The more authentic the problem is in a project-based learning application, the more likely it will be to engage students in a meaningful way and create a lasting learning experience. (For more on authentic projects, here’s a great blog post by John Larmer at the Buck Institute for Education.)
The point of the driving question at the heart of PBL is to enable students to ask important questions, design and conduct investigations, collect, analyze, and interpret data, and to apply what they have learned to the problem. While these steps can be performed without technology, the websites, databases, research reports, and documentation available through global internet access make the performance of these key steps much more effective and, ultimately, allow for an undeniably more comprehensive breadth and depth of data on which to draw conclusions.
In a world where job openings are posted on Twitter and corporate networking invitations are advertised on Facebook, it’s becoming very apparent that ignoring the impact of social media is no longer an option for teachers.
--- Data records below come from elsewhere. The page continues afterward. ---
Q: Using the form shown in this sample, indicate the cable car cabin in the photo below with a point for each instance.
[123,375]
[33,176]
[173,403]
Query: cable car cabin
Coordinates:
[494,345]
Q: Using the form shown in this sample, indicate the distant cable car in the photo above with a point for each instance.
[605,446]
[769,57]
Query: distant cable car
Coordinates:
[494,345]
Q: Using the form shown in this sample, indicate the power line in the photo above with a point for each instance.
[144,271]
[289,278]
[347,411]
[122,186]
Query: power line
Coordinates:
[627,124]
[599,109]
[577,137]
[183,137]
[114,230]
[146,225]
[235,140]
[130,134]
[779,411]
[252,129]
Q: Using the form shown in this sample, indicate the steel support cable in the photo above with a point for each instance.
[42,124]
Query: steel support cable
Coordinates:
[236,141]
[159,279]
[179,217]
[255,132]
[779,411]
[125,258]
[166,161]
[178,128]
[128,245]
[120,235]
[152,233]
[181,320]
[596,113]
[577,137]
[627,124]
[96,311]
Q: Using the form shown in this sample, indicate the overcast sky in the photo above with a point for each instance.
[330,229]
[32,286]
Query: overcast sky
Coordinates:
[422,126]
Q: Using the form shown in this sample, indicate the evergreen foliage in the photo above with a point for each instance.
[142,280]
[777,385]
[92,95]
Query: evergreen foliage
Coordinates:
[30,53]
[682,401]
I’d even take it one step further, and go so far as to say that it’s now incumbent on schools to not only use social media, but teach students how to use these powerful tools effectively.
The question isn’t whether to use these social media or not, but how to integrate them into the classroom. Something simple all teachers can do is set up a Facebook or Google+ group for their classes where they share lesson plans, provide additional learning resources, or answer questions, providing both a back channel for students too shy or intimidated to engage in a classroom setting and a chance to foster collaboration and discussion. Wise teachers will count this communication as classroom participation.
Mystery writers often say that they start with the end in mind. The same strategy needs to be in place for major assignments. I always develop a rubric before I plan the steps of class work.
Rubistar.4teachers.org, an online site for designing evaluations, is a good starting point. The service is free and can be used as a guest to create a one-time sample. By registering for an account, teachers can store products online and share them with others.
As an English teacher, I felt comfortable describing the requirements of a good research paper, but I was challenged trying to decide how to grade a web site, a poster, a game, and many of the other creative outlets for literature projects.
I could look at a finished poster and recognize excellent work, but how could I spell that out for students before our assignment began?